Acredito que só teremos sucesso em reduzir a dependência dos combustíveis fósseis, migrar para uma economia mais limpa, com menos desperdício e uso mais racional dos recursos, se soubermos conscientizar a todos sobre a urgência de repensar as prioridades, fazer escolhas mais conscientes e planejar as ações levando em conta as próximas gerações. Então a pergunta crucial neste caso é: Como acessar os corações e mentes das pessoas que tomam as decisões em suas famílias, empresas e governos?
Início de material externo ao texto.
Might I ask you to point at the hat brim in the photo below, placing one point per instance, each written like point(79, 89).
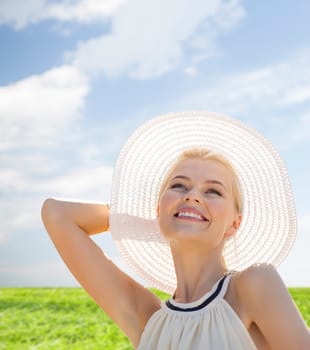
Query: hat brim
point(268, 227)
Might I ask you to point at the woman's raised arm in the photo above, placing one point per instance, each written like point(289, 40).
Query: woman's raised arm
point(70, 225)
Dizem que o órgão mais sensível do ser humano é o bolso. Boa parte das mudanças implementadas pelas indústrias para tornar suas operações mais sustentáveis foi e ainda é a necessidade de cortar gastos, eliminar gorduras e promover uma gestão mais eficiente. Se isso é verdade para as empresas, por que não pode ser para os cidadãos, que movimentam a economia a partir de suas decisões de consumo? Esclarecendo e aproveitando a conexão entre finanças saudáveis e consumo consciente, nós temos a oportunidade de utilizar a educação financeira como uma janela para introduzir uma conversa que pode ter efeitos muito positivos na sensibilização das pessoas sobre o preço de suas escolhas para o bolso, a economia, a sociedade e o planeta.
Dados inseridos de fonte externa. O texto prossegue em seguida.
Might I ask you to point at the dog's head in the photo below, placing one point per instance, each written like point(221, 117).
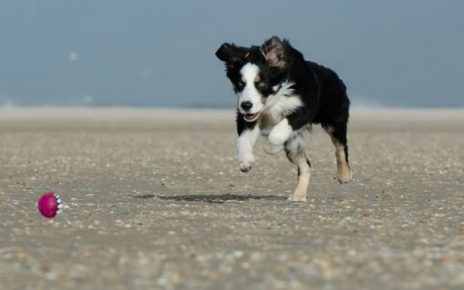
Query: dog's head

Esta foi a mola propulsora do livro que escrevi em parceria com Priscila Santos, chamado Liberdade financeira ao alcance de todos e publicado pela Editora Senac São Paulo. O propósito da obra é ampliar a consciência das pessoas para que façam escolhas mais alinhadas a seus valores e sonhos, sempre considerando os impactos de suas decisões para si mesmas, suas famílias e a sociedade, hoje e no futuro. O livro não traz respostas prontas, mas oferece perguntas e ferramentas para que o leitor possa refletir sobre esses impactos, riscos e oportunidades para ampliar sua liberdade financeira em harmonia com o ambiente em que vive.

*Andy de Santis é mestre em educação, consultora e autora dos livros Liberdade financeira ao alcance de todos (Ed. Senac SP), Educador financeiro: um novo sentido ao papel do bancário na sociedade (Ed. Appris) e Lições de Valor: Educação Financeira Escolar (Ed. Moderna).